Leur tourner le dos ; s’occuper de nous
Suite à la pétition, signée par 12046 scientifiques, pour exiger la restitution des 300 postes au concours du CNRS en 2019, une délégation du collectif a été reçue à à l’Élysée, au siège du CNRS et au Ministère de l’ESRI.
50 postes rétablis au CNRS dès cette année, soit 5 millions d’euros par an : cette demande de RogueESR était si minime rapportée au budget d’une nation aussi riche que la France, si ridicule rapportée au 5,5 milliards annuels du Crédit Impôt « Recherche » (CIR), mais c’était déjà trop. Voilà ce qui ressort de nos multiples entretiens au sommet de l’Etat. Et ce n’est pas une « Loi de programmation pluriannuelle » — dont les contours sont encore tellement flous — qui changera l’affaire, bien au contraire.[1] Notre démarche aura au moins eu le mérite de montrer que la volonté politique d’en finir avec l’emploi scientifique pérenne est indiscutable : 300 postes au CNRS pour 2019, c’est niet, et aucun discours sur une prétendue volonté de « remettre la recherche au cœur de nos priorités »[2] ne pourra compenser cet état de faits. Et comme une confirmation sortait aujourd’hui même la liste des postes de maître de conférences ouverts au concours, avec un nombre misérable de postes.

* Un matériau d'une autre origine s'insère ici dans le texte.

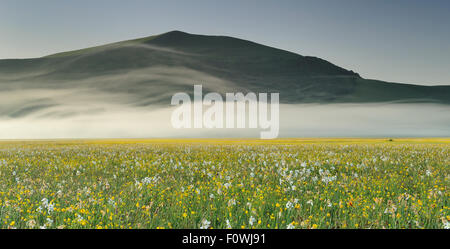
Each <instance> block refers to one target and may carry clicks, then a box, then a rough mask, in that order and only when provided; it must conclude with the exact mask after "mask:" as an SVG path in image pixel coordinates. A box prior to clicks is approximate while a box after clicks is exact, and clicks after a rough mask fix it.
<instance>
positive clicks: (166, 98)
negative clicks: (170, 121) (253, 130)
mask: <svg viewBox="0 0 450 249" xmlns="http://www.w3.org/2000/svg"><path fill="white" fill-rule="evenodd" d="M199 83H203V84H204V88H205V91H214V92H219V93H221V94H224V93H225V92H227V91H232V92H237V91H242V92H250V91H252V92H279V93H280V102H282V103H289V104H291V103H292V104H295V103H320V104H323V103H325V104H326V103H379V102H393V103H440V104H450V86H445V85H444V86H422V85H414V84H403V83H392V82H384V81H380V80H370V79H364V78H362V77H361V76H360V75H359V74H358V73H356V72H353V71H351V70H347V69H345V68H342V67H339V66H337V65H335V64H333V63H331V62H328V61H326V60H323V59H321V58H318V57H314V56H303V55H299V54H296V53H293V52H290V51H286V50H282V49H278V48H272V47H269V46H265V45H262V44H258V43H255V42H252V41H247V40H243V39H239V38H233V37H229V36H208V35H195V34H189V33H185V32H182V31H171V32H167V33H163V34H160V35H153V36H148V37H143V38H138V39H132V40H126V41H121V42H115V43H110V44H105V45H101V46H95V47H90V48H85V49H79V50H73V51H67V52H62V53H56V54H51V55H48V56H44V57H39V58H31V59H7V60H0V91H7V90H12V89H14V90H16V91H19V90H28V89H52V90H53V89H60V90H64V89H66V90H67V89H93V90H94V91H97V92H99V93H108V94H122V93H126V94H128V95H131V96H130V97H129V98H127V101H125V102H126V104H130V105H136V106H152V105H168V104H169V103H170V96H172V94H174V93H175V92H180V91H182V92H188V93H190V94H192V90H193V88H192V85H194V84H199ZM44 102H45V101H44ZM46 104H50V103H46ZM80 104H82V103H80Z"/></svg>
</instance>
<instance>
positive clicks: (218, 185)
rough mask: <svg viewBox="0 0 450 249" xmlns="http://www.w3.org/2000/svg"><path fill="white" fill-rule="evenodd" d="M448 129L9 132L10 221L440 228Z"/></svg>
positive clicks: (332, 226) (442, 202)
mask: <svg viewBox="0 0 450 249" xmlns="http://www.w3.org/2000/svg"><path fill="white" fill-rule="evenodd" d="M449 149H450V146H449V139H396V138H394V139H393V141H389V139H285V140H273V141H261V140H233V139H219V140H207V139H203V140H193V139H190V140H186V139H183V140H162V139H161V140H55V141H50V140H48V141H40V140H35V141H2V142H0V227H1V228H40V227H42V228H44V227H45V228H199V227H201V226H204V227H209V228H227V227H229V226H230V227H233V228H280V229H285V228H287V227H291V228H292V227H293V228H443V227H444V226H448V225H449V224H448V222H449V219H450V216H449V215H450V212H449V194H450V192H449V189H448V188H449V180H450V179H449V173H450V168H449V158H450V157H449Z"/></svg>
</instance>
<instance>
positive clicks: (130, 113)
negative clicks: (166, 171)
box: [0, 91, 450, 139]
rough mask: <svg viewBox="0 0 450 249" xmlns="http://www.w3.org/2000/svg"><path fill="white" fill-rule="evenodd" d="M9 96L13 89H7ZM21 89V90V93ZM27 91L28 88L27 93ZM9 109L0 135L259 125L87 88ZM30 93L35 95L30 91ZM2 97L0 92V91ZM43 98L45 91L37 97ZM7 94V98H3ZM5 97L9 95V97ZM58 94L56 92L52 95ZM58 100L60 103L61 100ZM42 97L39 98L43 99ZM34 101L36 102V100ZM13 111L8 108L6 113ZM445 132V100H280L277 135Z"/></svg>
mask: <svg viewBox="0 0 450 249" xmlns="http://www.w3.org/2000/svg"><path fill="white" fill-rule="evenodd" d="M9 94H10V95H9V96H13V95H14V93H9ZM21 94H23V92H22V93H21ZM30 94H31V93H30ZM53 94H55V95H54V96H59V97H60V100H61V102H58V101H56V102H54V103H52V104H41V105H40V104H35V105H32V104H30V106H29V107H26V106H25V107H21V108H20V109H15V108H14V105H15V103H13V102H7V101H5V98H2V100H0V105H1V106H2V107H1V108H0V139H44V138H151V137H158V138H160V137H167V138H175V137H202V138H204V137H211V138H215V137H216V138H220V137H254V138H258V137H259V136H260V131H262V130H261V129H259V128H258V129H174V128H172V124H171V115H172V111H173V110H174V109H175V107H171V106H170V103H168V104H167V107H158V108H155V107H153V108H150V107H136V106H132V105H126V104H123V103H115V102H113V101H111V99H114V96H108V95H102V94H91V95H85V96H90V97H86V99H84V100H83V101H84V102H81V103H83V104H80V100H79V99H77V101H72V99H71V97H70V96H73V95H70V96H69V95H68V96H66V95H65V93H64V91H62V92H58V93H53ZM33 96H39V94H38V93H36V92H34V93H33ZM3 97H5V96H3ZM42 98H44V99H45V97H42ZM6 99H8V98H6ZM9 99H11V98H9ZM55 99H58V98H55ZM62 100H64V104H62ZM44 102H45V101H44ZM36 103H39V101H37V102H36ZM11 112H13V113H11ZM323 136H327V137H342V136H345V137H353V136H358V137H369V136H379V137H401V136H408V137H420V136H440V137H449V136H450V106H446V105H436V104H321V105H314V104H297V105H286V104H282V105H280V130H279V137H323Z"/></svg>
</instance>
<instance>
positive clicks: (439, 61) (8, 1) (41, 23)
mask: <svg viewBox="0 0 450 249" xmlns="http://www.w3.org/2000/svg"><path fill="white" fill-rule="evenodd" d="M170 30H182V31H185V32H190V33H197V34H214V35H229V36H234V37H239V38H243V39H248V40H252V41H255V42H258V43H262V44H266V45H269V46H274V47H277V48H282V49H286V50H289V51H292V52H296V53H299V54H302V55H313V56H317V57H321V58H323V59H326V60H328V61H330V62H332V63H334V64H337V65H339V66H342V67H344V68H347V69H351V70H354V71H356V72H358V73H360V74H361V76H363V77H365V78H375V79H381V80H386V81H394V82H404V83H416V84H428V85H436V84H442V85H444V84H445V85H448V84H450V1H446V0H431V1H418V0H396V1H391V0H373V1H368V0H367V1H364V0H340V1H337V0H329V1H321V0H315V1H313V0H311V1H301V0H292V1H291V0H278V1H275V0H273V1H265V0H247V1H246V0H241V1H237V0H236V1H234V0H227V1H213V0H209V1H208V0H191V1H185V0H180V1H173V0H164V1H163V0H161V1H132V0H130V1H118V0H110V1H106V0H77V1H69V0H39V1H32V0H0V59H4V58H29V57H39V56H44V55H48V54H52V53H56V52H61V51H67V50H73V49H79V48H85V47H90V46H95V45H101V44H105V43H110V42H115V41H121V40H127V39H132V38H138V37H144V36H149V35H153V34H159V33H164V32H167V31H170Z"/></svg>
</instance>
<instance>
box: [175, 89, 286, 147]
mask: <svg viewBox="0 0 450 249" xmlns="http://www.w3.org/2000/svg"><path fill="white" fill-rule="evenodd" d="M258 95H259V96H257V95H256V94H255V93H253V92H249V93H247V94H246V95H244V94H243V93H241V92H238V93H226V94H225V101H224V100H223V98H222V95H220V94H219V93H215V92H211V93H207V94H206V95H205V96H204V97H203V92H202V86H201V85H194V101H191V97H190V96H189V95H188V94H187V93H176V94H174V95H173V96H172V100H171V104H172V105H179V107H177V108H176V109H175V110H174V111H173V112H172V117H171V122H172V126H173V127H174V128H177V129H179V128H250V129H258V128H259V129H262V130H263V131H261V132H260V138H261V139H273V138H276V137H278V132H279V128H280V114H279V109H280V107H279V93H271V94H270V103H269V101H268V94H267V93H259V94H258ZM205 107H206V108H205ZM224 109H225V111H224ZM247 110H248V111H247ZM247 114H248V115H247Z"/></svg>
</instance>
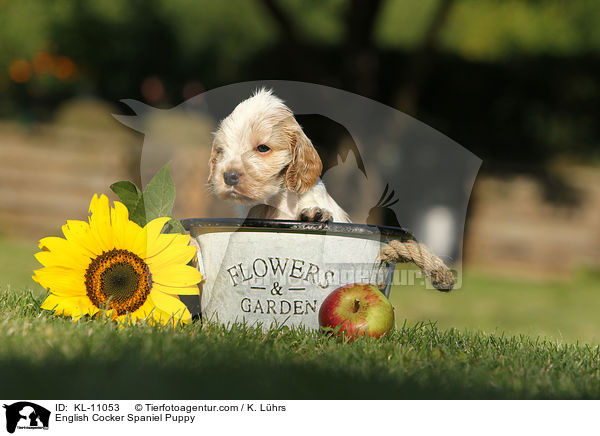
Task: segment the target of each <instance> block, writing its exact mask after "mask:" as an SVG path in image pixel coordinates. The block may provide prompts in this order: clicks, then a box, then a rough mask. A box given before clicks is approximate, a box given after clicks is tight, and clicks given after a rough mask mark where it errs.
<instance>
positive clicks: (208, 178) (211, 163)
mask: <svg viewBox="0 0 600 436" xmlns="http://www.w3.org/2000/svg"><path fill="white" fill-rule="evenodd" d="M216 149H217V147H216V145H215V141H214V140H213V145H212V150H211V152H210V159H209V160H208V183H212V182H213V178H214V177H215V165H216V164H217V151H216Z"/></svg>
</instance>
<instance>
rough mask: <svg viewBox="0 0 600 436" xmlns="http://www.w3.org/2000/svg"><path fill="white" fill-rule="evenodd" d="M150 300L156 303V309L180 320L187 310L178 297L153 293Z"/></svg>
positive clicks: (151, 294)
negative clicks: (180, 317)
mask: <svg viewBox="0 0 600 436" xmlns="http://www.w3.org/2000/svg"><path fill="white" fill-rule="evenodd" d="M150 298H151V299H152V301H154V304H155V305H156V308H158V309H160V310H161V311H163V312H166V313H167V314H169V316H171V315H172V316H173V317H175V318H179V317H180V316H181V315H183V314H184V313H185V311H186V310H187V307H186V306H185V304H183V303H182V302H181V300H180V299H179V298H178V297H174V296H172V295H167V294H163V293H162V292H152V294H151V295H150Z"/></svg>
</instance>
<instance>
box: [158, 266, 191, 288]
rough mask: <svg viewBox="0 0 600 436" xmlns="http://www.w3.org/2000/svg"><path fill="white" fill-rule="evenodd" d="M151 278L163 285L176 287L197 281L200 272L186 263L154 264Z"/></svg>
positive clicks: (172, 286) (188, 283)
mask: <svg viewBox="0 0 600 436" xmlns="http://www.w3.org/2000/svg"><path fill="white" fill-rule="evenodd" d="M152 279H153V280H154V282H155V283H159V284H161V285H163V286H171V287H176V288H177V287H186V286H192V285H195V284H197V283H199V282H200V281H201V280H202V274H200V271H198V270H197V269H196V268H194V267H191V266H187V265H166V266H162V265H160V266H158V265H156V266H155V267H154V268H153V269H152Z"/></svg>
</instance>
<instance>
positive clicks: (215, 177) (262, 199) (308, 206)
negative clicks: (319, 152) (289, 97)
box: [208, 89, 350, 222]
mask: <svg viewBox="0 0 600 436" xmlns="http://www.w3.org/2000/svg"><path fill="white" fill-rule="evenodd" d="M209 166H210V172H209V176H208V185H209V187H210V189H211V190H212V192H213V193H214V194H215V195H217V197H219V198H221V199H224V200H230V201H234V202H237V203H238V204H241V205H244V206H245V209H246V210H245V211H244V212H243V213H245V214H246V215H247V216H248V217H249V218H266V219H289V220H301V221H328V220H333V221H338V222H350V219H349V218H348V214H347V213H346V212H344V210H343V209H342V208H341V207H340V206H339V205H338V204H337V203H336V202H335V200H334V199H333V198H331V196H330V195H329V194H328V193H327V190H326V189H325V185H324V184H323V182H322V181H321V179H320V178H319V176H320V174H321V170H322V168H323V165H322V163H321V159H320V158H319V155H318V154H317V151H316V150H315V148H314V147H313V145H312V143H311V141H310V139H308V137H307V136H306V135H305V133H304V131H303V130H302V127H300V125H299V124H298V122H297V121H296V119H295V118H294V115H293V113H292V111H291V110H290V109H289V108H288V107H287V106H286V105H285V104H284V103H283V101H281V100H280V99H279V98H277V97H276V96H275V95H273V93H272V91H271V90H266V89H261V90H258V91H257V92H256V93H255V94H254V95H253V96H251V97H250V98H248V99H247V100H244V101H242V102H241V103H240V104H238V105H237V106H236V108H235V109H234V110H233V112H231V114H229V115H228V116H227V117H226V118H225V119H223V120H222V121H221V123H220V124H219V127H218V129H217V131H216V133H215V136H214V141H213V145H212V152H211V157H210V161H209Z"/></svg>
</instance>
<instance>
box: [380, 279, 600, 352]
mask: <svg viewBox="0 0 600 436" xmlns="http://www.w3.org/2000/svg"><path fill="white" fill-rule="evenodd" d="M463 281H464V283H463V287H462V288H461V289H457V290H454V291H452V292H449V293H447V294H446V293H442V292H438V291H436V290H426V289H424V288H423V286H417V285H414V286H396V287H394V288H392V290H391V294H390V299H391V301H392V303H393V305H394V307H395V310H396V316H397V317H399V318H401V319H405V318H406V319H408V321H409V323H411V324H414V323H417V322H421V321H435V322H436V324H437V325H438V326H439V327H442V328H450V327H455V328H458V329H468V330H482V331H485V332H496V333H504V334H525V335H528V336H532V337H537V336H542V337H546V338H549V339H552V340H559V341H560V342H566V343H574V342H577V341H578V342H585V343H593V344H598V343H600V276H599V275H598V273H597V272H593V271H589V272H587V273H585V272H583V271H582V272H581V273H579V274H574V275H573V276H568V277H563V278H560V279H557V278H552V279H545V280H540V279H535V280H534V279H525V278H519V277H514V278H509V277H506V276H505V277H498V276H493V275H490V274H483V273H478V272H468V271H467V273H466V274H465V277H464V280H463Z"/></svg>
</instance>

Rappelons-le : 12046 membres de la communauté ESR ont signé la pétition que nous avions lancée le 2 décembre 2018. 12046 collègues partageant un objectif simple : dans l’urgence d’une crise de l’emploi scientifique, enjoindre le pouvoir à concéder ces postes, afin de se donner une petite bouffée d’oxygène. Ce souhait de rétablir les postes a donc été immédiatement déçu. « Ça pourrait être pire », a commenté Antoine Petit, PDG du CNRS, lors de notre entretien au siège de l’organisme. Le même nous a également indiqué « ne pas être sûr » que le combat que mène une partie de notre communauté contre le crédit impôt recherche (CIR) « soit le bon », et ne pas croire à une mobilisation d’ampleur de la communauté pour détricoter le dispositif. Pourtant, nos interlocuteurs s’accordent à reconnaître à mots pas si couverts que ça que le CIR n’est pas vraiment du budget recherche. Cette niche fiscale — car ce n’est pas autre chose — compte néanmoins dans le chiffrage (OCDE, UE) de la part du PIB français allouée à la recherche… Dernière étape de notre pèlerinage, notre visite au Ministère nous a également apporté son lot de surprises : Frédérique Vidal nous a annoncé sans ironie que « plus on se sentir[ait] misérables, moins cela marcher[ait] ». Oui, sachez-le chères et chers collègues, cette situation catastrophique, vous en êtes responsables « toutes et tous », comme nous l’a également martelé A. Petit. À croire que ces responsables n’ont aucune responsabilité…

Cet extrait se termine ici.